What happens when you put a speaker from KPMG, Chase Bank, Brobeck Phleger & Harrison, and Draper Fischer Jurvetson Gotham Ventures on a panel devoted to "Perspectives on Implications and Resolutions of Accounting Issues Raised by e-Business?" You get three hours packed with information useful for any leading business thinker. More than 100 investment bankers, lawyers, presidents, CEOs and managers from fortune 100, private and public companies rose early to meet at Chase Bank to hear professionals' points of view on compensation, revenue recognition, income-statement presentation, capitalization and transactions in an entity's own stock.
Mario Dell'Aera, partner in charge, KPMG's New Media/Internet practice, provided opening remarks and served as a panelist. Panelists included KPMG SEC Reviewing Partner and Internet Resource Partner Chris McWilton; Brobeck Phleger & Harrison New York Business and Technology Group partner Mark Mandel; and Chase Bank Vice President and Group Manager, New Media and Internet Technology Group, David Gibbs all doled out good amounts of information for the attendees intent on knowing what to do.
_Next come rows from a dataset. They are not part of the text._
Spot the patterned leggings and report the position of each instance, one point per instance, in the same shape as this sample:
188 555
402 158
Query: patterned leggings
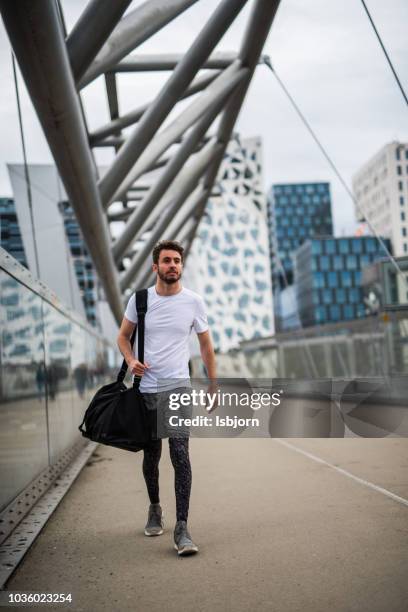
182 473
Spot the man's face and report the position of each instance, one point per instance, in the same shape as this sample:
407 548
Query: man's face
169 268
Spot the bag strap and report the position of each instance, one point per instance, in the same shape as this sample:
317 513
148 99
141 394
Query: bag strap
141 309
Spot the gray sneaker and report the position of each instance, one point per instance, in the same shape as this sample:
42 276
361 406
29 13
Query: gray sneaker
182 540
154 525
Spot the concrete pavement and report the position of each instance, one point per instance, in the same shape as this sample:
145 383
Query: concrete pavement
277 531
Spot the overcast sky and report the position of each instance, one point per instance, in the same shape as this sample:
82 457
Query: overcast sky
326 53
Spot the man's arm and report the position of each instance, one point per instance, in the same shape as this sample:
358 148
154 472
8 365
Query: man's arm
125 333
207 354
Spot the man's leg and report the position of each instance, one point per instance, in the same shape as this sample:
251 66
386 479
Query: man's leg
182 475
180 459
151 458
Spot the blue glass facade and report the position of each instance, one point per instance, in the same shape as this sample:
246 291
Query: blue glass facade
328 277
84 268
296 212
10 235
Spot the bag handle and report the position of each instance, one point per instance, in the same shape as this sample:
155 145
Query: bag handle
141 308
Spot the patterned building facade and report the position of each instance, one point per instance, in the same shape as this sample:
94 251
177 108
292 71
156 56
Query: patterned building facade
229 261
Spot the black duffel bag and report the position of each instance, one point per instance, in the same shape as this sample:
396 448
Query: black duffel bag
117 415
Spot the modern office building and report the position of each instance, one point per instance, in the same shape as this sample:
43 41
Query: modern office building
383 285
229 261
84 268
328 273
381 191
296 212
10 234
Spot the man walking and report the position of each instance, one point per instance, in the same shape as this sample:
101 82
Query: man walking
172 313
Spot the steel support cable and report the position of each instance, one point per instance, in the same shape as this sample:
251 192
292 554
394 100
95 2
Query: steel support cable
267 63
27 174
394 72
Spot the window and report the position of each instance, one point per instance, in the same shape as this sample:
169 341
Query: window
332 278
370 245
334 312
318 280
340 296
343 246
357 246
364 260
327 296
346 278
324 262
320 314
348 311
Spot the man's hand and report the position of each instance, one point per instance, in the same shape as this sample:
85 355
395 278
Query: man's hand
212 391
137 368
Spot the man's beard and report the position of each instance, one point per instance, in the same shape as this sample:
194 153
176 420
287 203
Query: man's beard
169 280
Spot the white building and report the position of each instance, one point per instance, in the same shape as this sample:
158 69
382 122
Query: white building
381 190
229 260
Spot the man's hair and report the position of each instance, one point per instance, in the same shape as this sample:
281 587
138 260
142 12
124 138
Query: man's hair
168 245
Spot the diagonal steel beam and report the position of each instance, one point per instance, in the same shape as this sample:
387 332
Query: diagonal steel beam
177 128
262 16
173 167
193 206
132 31
133 116
194 200
35 34
185 71
91 31
187 180
168 61
260 23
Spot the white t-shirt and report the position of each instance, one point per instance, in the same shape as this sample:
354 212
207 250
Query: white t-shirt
168 323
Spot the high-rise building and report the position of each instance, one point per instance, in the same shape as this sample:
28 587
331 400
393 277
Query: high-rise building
229 263
328 277
381 190
296 212
10 234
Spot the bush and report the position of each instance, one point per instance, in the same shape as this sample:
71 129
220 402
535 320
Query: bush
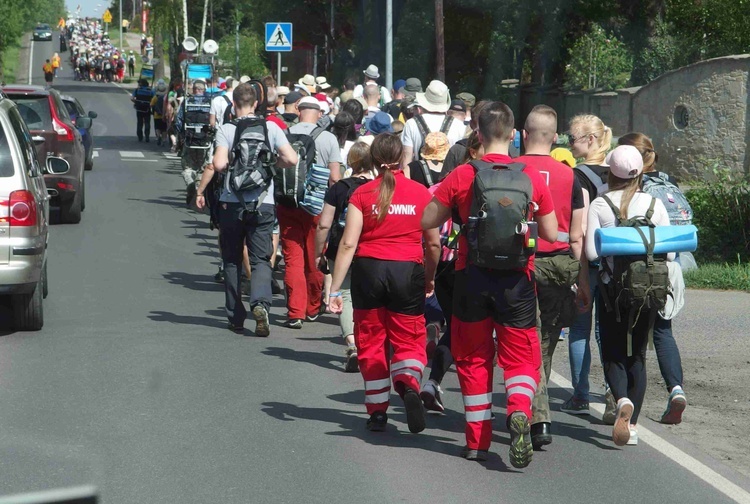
722 216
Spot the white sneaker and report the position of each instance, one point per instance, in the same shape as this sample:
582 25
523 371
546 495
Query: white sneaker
431 396
633 441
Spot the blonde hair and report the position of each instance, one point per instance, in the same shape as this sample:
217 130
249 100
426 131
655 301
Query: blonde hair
589 124
644 146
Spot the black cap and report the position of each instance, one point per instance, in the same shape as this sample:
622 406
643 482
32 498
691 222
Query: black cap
458 106
292 97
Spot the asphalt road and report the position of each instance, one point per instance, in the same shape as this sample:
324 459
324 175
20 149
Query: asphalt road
135 386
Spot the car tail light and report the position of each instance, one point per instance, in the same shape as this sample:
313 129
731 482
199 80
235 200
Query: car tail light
22 209
64 132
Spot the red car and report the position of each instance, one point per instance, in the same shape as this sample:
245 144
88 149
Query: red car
55 134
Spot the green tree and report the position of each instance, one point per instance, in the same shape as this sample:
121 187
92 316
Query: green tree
598 60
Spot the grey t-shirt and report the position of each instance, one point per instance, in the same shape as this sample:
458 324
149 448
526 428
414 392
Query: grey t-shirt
327 148
225 138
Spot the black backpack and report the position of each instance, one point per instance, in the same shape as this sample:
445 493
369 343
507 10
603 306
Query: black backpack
639 284
337 227
289 183
500 214
252 160
424 130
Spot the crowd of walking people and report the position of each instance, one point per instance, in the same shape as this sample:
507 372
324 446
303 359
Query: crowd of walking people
412 217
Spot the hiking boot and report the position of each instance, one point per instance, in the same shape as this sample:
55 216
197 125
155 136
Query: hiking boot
414 411
621 430
431 396
575 407
521 449
633 441
293 324
478 455
541 435
377 421
675 406
352 362
220 276
433 336
610 408
262 327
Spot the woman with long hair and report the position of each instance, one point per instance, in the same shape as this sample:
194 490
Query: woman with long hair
331 228
624 361
394 267
590 139
667 353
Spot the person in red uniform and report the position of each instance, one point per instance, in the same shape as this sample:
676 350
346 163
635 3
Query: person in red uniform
487 300
554 261
394 268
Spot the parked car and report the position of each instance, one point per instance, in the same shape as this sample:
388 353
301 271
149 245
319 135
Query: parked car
56 135
75 110
24 218
43 32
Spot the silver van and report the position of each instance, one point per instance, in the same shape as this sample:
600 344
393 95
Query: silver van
24 218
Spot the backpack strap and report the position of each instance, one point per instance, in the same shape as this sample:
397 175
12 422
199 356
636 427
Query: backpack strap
590 174
447 123
426 172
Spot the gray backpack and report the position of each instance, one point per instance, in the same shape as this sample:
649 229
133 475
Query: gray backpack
501 205
252 160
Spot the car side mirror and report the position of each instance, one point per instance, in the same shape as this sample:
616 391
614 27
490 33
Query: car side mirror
84 122
57 166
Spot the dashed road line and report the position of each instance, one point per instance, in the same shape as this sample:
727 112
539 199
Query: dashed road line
696 467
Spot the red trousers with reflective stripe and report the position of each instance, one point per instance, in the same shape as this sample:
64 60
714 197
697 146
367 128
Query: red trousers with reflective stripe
473 349
375 332
302 279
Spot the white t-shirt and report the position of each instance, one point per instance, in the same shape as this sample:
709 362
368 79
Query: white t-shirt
411 137
601 216
219 105
225 138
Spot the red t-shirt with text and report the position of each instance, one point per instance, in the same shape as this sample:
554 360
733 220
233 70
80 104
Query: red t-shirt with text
456 191
399 236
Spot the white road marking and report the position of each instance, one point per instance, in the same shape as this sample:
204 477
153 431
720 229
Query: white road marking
31 57
699 469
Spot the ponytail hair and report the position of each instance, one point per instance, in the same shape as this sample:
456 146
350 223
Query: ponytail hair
644 146
386 151
588 124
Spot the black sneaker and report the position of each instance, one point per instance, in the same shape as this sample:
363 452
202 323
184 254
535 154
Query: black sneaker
377 422
478 455
235 329
521 449
293 324
414 411
220 276
262 327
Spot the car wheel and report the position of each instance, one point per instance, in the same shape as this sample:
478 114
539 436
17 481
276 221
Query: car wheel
45 282
70 213
27 309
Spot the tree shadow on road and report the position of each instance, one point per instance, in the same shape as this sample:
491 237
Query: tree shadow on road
193 282
353 425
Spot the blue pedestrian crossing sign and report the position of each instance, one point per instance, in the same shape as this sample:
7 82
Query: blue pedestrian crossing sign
279 37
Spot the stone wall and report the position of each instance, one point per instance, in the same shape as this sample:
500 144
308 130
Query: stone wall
695 115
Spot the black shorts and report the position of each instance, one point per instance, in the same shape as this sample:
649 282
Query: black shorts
507 297
395 285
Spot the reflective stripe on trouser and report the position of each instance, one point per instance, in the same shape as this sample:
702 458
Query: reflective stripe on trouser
473 349
375 331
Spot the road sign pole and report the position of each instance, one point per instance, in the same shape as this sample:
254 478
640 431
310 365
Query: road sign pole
278 69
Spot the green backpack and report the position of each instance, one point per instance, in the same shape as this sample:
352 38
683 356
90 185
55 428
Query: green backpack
639 284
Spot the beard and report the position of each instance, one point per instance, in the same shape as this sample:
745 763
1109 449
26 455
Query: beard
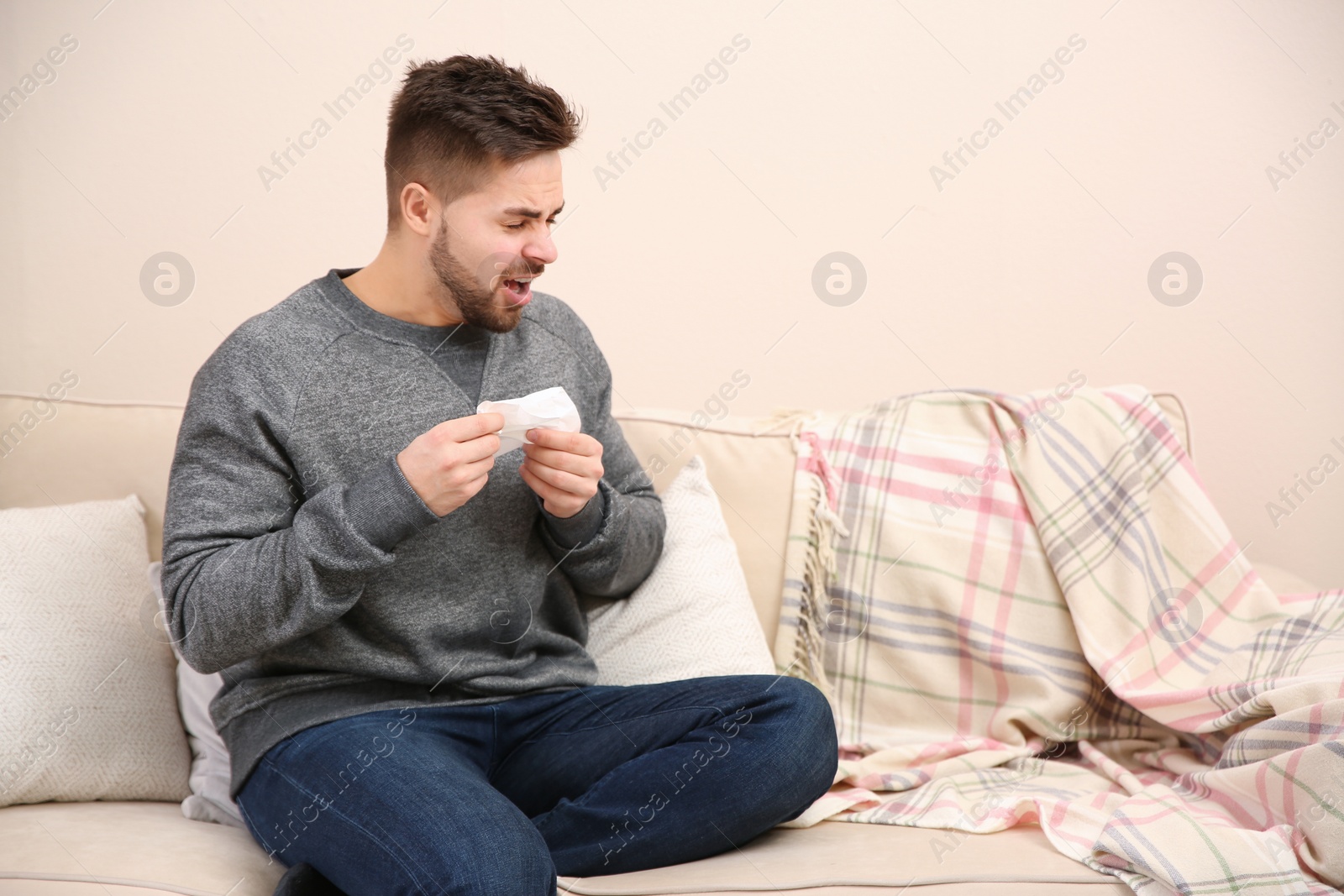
477 297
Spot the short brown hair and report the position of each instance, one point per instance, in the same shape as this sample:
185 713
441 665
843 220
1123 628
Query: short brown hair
454 120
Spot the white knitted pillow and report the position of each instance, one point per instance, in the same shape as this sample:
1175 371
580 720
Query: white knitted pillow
87 692
210 768
694 616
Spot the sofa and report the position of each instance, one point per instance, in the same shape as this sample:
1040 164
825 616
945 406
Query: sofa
93 450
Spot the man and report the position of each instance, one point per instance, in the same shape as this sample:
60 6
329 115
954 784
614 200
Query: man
407 698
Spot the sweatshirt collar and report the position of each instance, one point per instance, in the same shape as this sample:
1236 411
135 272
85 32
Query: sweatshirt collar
393 328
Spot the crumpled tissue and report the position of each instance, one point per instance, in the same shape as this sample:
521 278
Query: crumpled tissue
551 409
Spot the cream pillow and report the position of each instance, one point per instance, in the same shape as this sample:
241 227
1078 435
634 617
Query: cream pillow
694 616
210 772
89 694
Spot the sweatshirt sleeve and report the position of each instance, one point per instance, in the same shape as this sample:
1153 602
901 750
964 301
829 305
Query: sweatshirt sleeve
629 526
249 563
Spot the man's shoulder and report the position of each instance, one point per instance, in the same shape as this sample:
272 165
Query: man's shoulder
557 317
286 336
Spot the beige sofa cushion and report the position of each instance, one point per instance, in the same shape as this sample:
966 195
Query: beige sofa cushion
87 694
151 846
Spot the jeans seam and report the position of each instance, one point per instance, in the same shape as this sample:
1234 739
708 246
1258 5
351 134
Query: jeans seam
351 821
609 725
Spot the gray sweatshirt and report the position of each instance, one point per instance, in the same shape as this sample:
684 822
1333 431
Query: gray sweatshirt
300 563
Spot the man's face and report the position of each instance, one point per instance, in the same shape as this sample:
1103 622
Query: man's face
501 238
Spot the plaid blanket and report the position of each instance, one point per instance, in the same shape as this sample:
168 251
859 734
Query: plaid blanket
1025 609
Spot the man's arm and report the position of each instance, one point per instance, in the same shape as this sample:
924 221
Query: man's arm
245 570
624 523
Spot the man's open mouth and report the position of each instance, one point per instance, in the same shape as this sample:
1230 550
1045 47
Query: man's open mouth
519 289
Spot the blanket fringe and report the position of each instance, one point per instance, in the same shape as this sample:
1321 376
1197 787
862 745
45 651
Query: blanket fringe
819 562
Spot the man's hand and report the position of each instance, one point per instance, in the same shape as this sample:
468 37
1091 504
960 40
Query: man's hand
450 463
562 468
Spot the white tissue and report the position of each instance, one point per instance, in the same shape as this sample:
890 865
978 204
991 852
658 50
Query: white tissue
551 409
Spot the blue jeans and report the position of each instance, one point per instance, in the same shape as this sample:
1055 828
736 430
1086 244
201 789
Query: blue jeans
501 797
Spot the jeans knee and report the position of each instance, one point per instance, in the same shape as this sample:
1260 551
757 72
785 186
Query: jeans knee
817 743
Dell'Aera spoke with me afterwards to help encapsulate some of the highlights: Planning techniques and ways to address the issues, stock compensation, repricing of options and alternatives to repricing, investments and alliances or stock for service arrangements, gross versus net revenue reporting, barter transactions, and software hosting contracts. All these topics were addressed from the perspective of a private and public company, and panelists imparted the importance of understanding the ramifications of contracts you sign. Finally, Dell'Aera preached his newly coined phrase (trademark pending) "P2P" - Path to Profitability or Prepare to Pay! How you handle these questions and issues is vital to the success and profitability of your company. All these issues require close coordination with four to five parties (financial, legal-internal and external, external auditors, business development). There is no legal room in the near term future for wrong answers, and understanding these rules can help you understand business!